Now, I understand that there is a push for "understandability" of NNs, other ML techniques, etc. But this is not quite what I'm getting at. It seems to me that given a bunch of data points recording the behavior of charged particles, one could effectively recover Maxwell's laws using a sufficiently advanced NN. Perhaps that requires NNs which are much more sophisticated than what we have today. But it illustrates the thing I am interested in: NNs could, in my mind, be teaching us general truths about the world if we took the time to analyze and simplify the formulae that they give us1.

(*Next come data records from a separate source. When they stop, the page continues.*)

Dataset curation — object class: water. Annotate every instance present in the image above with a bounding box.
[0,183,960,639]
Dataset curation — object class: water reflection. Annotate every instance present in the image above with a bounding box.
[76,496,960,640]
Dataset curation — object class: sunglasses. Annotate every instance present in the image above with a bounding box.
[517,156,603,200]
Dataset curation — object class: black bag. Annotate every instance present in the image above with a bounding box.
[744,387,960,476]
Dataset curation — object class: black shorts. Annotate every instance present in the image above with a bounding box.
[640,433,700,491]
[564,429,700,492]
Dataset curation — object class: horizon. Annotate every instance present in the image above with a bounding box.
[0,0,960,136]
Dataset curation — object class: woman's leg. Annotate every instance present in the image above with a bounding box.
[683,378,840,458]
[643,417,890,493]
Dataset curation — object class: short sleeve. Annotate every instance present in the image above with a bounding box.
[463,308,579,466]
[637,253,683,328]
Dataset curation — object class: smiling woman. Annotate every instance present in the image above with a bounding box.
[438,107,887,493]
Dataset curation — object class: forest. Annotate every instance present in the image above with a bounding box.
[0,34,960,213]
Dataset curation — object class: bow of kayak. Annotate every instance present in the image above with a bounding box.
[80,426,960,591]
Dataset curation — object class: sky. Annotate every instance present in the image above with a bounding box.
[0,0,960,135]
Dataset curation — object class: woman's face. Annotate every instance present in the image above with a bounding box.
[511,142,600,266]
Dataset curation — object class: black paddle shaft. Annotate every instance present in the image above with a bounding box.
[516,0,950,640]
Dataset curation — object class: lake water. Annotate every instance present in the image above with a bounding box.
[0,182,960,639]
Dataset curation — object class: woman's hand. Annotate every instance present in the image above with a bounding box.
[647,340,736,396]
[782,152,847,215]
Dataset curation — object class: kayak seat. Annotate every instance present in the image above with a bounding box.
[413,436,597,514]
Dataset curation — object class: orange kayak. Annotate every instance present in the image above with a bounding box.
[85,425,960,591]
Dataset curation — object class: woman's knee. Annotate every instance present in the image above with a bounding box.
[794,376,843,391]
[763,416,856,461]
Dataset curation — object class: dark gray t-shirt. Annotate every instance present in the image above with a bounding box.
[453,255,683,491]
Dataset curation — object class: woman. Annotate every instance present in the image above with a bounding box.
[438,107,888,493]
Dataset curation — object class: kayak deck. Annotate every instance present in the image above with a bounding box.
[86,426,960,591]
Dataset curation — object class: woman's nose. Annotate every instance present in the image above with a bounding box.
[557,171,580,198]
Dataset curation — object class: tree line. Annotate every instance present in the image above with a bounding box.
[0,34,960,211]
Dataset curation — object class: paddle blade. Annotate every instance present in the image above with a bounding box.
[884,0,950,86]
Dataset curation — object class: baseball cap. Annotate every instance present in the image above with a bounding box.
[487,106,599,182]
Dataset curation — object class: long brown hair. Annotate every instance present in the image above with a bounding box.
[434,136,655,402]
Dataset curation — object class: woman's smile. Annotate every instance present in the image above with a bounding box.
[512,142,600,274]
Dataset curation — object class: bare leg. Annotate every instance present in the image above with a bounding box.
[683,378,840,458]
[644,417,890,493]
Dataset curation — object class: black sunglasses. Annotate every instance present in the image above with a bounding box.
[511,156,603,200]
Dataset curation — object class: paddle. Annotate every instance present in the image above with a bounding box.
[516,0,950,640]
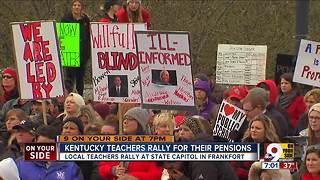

For instance, there must be hundreds, if not thousands of NNs which have been trained on visual recognition tasks that end up learning many of the same sub-skills, to put it a bit anthropomorphically. I recently read about gauge CNNs, but this goes the other way: we start with what we know and then bake it into the network.
Has anyone attempted to go the opposite way? Either:
- Take a bunch of similar NNs and analyze what they have in common to extract general formulae about the focus area2
- Carefully inspect the structure of a well-trained NN to directly extract the "Maxwell's equations" which might be hiding in them?
1 Imagine if we built a NN to learn Newtonian mechanics just to compute a simple ballistic trajectory. It could surely be done, but would also be a massive waste of resources. We have nice, neat equations for ballistic motion, given to us by the "original neural networks", so we use those.
2 E.g., surely the set of all visual NNs have collectively discovered near-optimal algorithms for edge/line/orientation detection, etc.). This could perhaps be done with the assistance of a meta-ML algorithm (like, clustering over NN weight matrices?).